Orazio Gentileschi and Giovanni Lanfranco, Saint Cecilia and an Angel, Italian, 1582 - 1647, c. 1617/1618 and c. 1621/1627, oil on canvas, Samuel H. Kress Collection

The following Saturday Jenny and Paul were sitting in the Prince of Wales. He’d had to persuade her not to order a pint of real ale, and so she sat with her glass of white wine and he had his pint.
“Let me try,” she said.
“If you must, but I don’t want the whole world making glances.”
“I could care less what the whole world thinks.”
“I thought you were supposed to love your neighbour.”
“Of course, but that’s a matter of how I act, not how he or she thinks.”
“Alright. Have a sip.”
Jenny took a sip, and then another.
“I’ve never really drunk beer before and certainly not like this. It’s a lot more interesting than white wine. I’m going to order one myself.”
“And the wine?”
“I’ll give it back and say I don’t want it.”
“I can’t really win with you. You do what you please. You will anyway. Do you want some money?”
“I have my own money. It’s silly for you to try to pay for everything. It’s me that has my own flat and a good allowance from my parents. I’m the one who’s pretty sure to get the decent scholarship for next year.”

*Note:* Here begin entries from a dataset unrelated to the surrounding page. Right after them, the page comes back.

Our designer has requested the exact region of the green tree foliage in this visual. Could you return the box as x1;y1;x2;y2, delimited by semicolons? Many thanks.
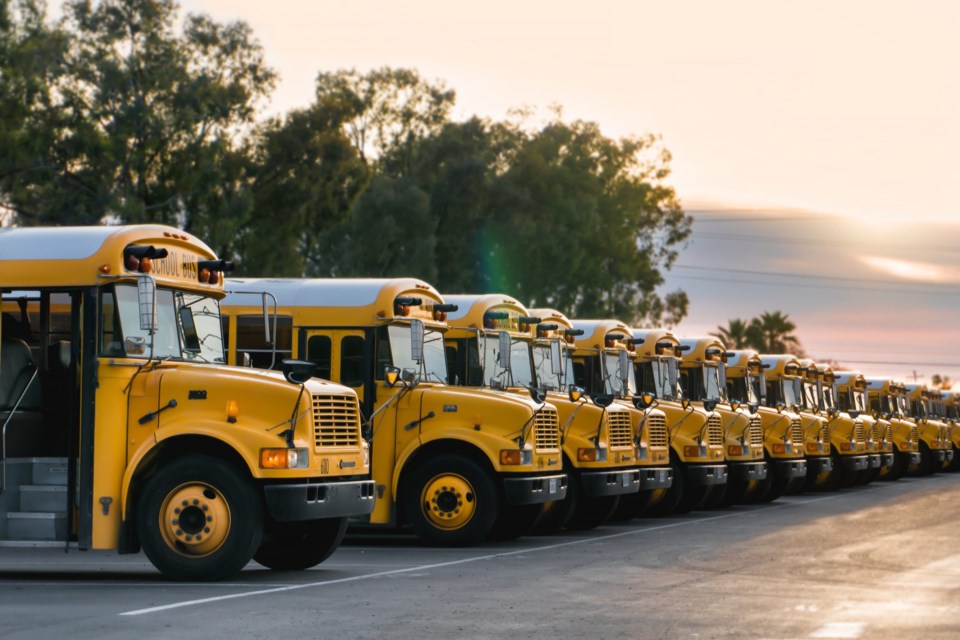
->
714;311;805;355
0;0;275;240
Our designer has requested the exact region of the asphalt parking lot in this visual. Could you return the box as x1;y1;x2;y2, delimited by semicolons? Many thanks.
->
2;474;960;640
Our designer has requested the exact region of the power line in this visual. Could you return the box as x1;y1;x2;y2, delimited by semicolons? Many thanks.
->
688;231;960;255
673;264;954;288
665;274;958;296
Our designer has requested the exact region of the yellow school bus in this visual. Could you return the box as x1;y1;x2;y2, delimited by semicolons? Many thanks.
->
555;318;673;520
222;279;567;545
905;384;953;474
631;329;727;513
765;356;833;489
441;299;660;531
0;226;373;580
942;391;960;472
685;346;767;505
813;363;869;488
835;372;891;483
865;377;920;480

She came back a few minutes later with a pint of dark beer. She grimaced occasionally at the taste as she sipped it.
“You really don’t like it, do you?”
“Did you like beer when you first tried it? Like everything else, it takes practice. Have you ever read a novel and found it tough going, but persevered and loved it in the end?”
“I don’t read that many novels, Jenny.”
“What do you read?”
“Well, after I’ve read the books for my course, I read the occasional classic for fun, but not often. I read a bit of biography or history, mainly rubbish. If I’m on holiday, I might read a thriller or a horror book. ”
“Well, I’m sure some of those need a bit of practice, too.”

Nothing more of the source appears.